Só que a geração de Neymar não fala com a Globo. Aliás, a geração de Neymar sequer conversa com a mídia tradicional. O atacante do Paris Saint-Germain é um dos primeiros grandes ícones do esporte brasileiro a ter sido forjado já na era da internet, com a capacidade de criar seus próprios canais de comunicação e lidar apenas com sua bolha. O resultado: desde que a Copa de 2018 acabou, a única mensagem do camisa 10 foi um post em seu Instagram. Nada mais sintomático.
É curioso notar que Neymar recebe cobranças de comportamento de uma geração que simplesmente não se comporta como ele. Por seu desempenho esportivo expressivo e pela ausência de uma liderança clara, o camisa 10 da seleção é constantemente alvo de expectativa sobre suas atitudes. E aí entra uma incapacidade que a mídia nacional revelou (novamente) durante a Copa: entender que os atletas são seres humanos falíveis e que não podem tomar caminhos que não os deles.
Em outras palavras: não adianta exigir que Neymar seja o líder que ele não é. Não adianta esperar que ele tenha um comportamento linear durante os jogos – ao contrário, o atacante tem desempenho baseado em provocações e em levar seus rivais ao limite em diferentes níveis. Todo o teatro condenado pelo mundo é parte essencial do que Neymar é como atleta e de como ele entende o jogo. Todo o descaso de Neymar com a mídia é parte essencial do que ele é e de como enxerga a comunicação.
A questão é que Neymar viralizou. O camisa 10 é, sem qualquer dúvida, o grande perdedor da Copa de 2018. Além de ter saído do Mundial muito menor do que entrou, tornou-se um símbolo do teatro, do exagero e do antijogo. Virou tema de desafios e piadas pelas redes sociais sobre suas quedas expressivas.
Aí entra o ponto nevrálgico da questão Neymar: ele sempre cultivou um estilo de exageros e extremos e nunca fez questão de se comunicar com um público que não é o dele. Viveu durante anos numa bolha de parças e comentários mediados nas redes sociais. Passou um tempão achando estar imune a todas as críticas ou cobranças, desde que respondesse em campo. De certa forma, as avaliações negativas eram combustível para o camisa 10. Basta ver o comportamento dele nos Jogos Olímpicos de 2016, quando o “todos contra mim” foi um de seus principais esteios emocionais até o título.

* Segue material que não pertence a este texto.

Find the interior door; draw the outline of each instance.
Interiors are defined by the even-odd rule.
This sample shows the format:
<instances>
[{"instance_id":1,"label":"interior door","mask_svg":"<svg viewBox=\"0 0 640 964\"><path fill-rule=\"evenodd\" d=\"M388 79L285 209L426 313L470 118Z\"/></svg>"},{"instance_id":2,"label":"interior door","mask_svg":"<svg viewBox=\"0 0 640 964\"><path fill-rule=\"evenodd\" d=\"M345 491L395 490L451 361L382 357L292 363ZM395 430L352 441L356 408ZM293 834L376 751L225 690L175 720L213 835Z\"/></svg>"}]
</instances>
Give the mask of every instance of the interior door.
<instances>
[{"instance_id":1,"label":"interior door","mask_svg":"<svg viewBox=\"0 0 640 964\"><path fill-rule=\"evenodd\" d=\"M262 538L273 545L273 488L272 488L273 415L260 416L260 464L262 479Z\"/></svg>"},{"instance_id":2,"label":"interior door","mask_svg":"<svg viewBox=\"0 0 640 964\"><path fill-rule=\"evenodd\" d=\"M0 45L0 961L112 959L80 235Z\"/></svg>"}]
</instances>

É impossível que Neymar siga pensando que o mundo o persegue. É impossível que siga falando apenas com sua bolha ou pensando apenas em seu mundo constituído. A Copa de 2018 serviu para mostrar a ele que os gols e os títulos nem sempre são resposta. A narrativa importa, e um olhar mais minucioso para quem consome a informação também é fundamental numa era em que há muito mais oferta disponível.
A grande discussão sobre Neymar depois da Copa não é se ele vai ser melhor do mundo um dia, se vai para o Real Madrid ou se vai continuar sendo o principal jogador da seleção brasileira. O ponto de interrogação em torno do atacante agora é como ele vai repensar sua relação com a mídia. E isso vale até para as mídias próprias.
PS: A decisão da Copa de 2018 reservou para os brasileiros um dos grandes momentos do evento. O desabafo do comentarista Walter Casagrande Júnior na TV Globo foi coisa de quem tem grandeza de espírito e de quem não está preocupado apenas com o próprio umbigo. Foi emocionante e digno de todos os aplausos. Também foi uma lição de humanidade e de humildade que o próprio Neymar deveria ver com bastante carinho.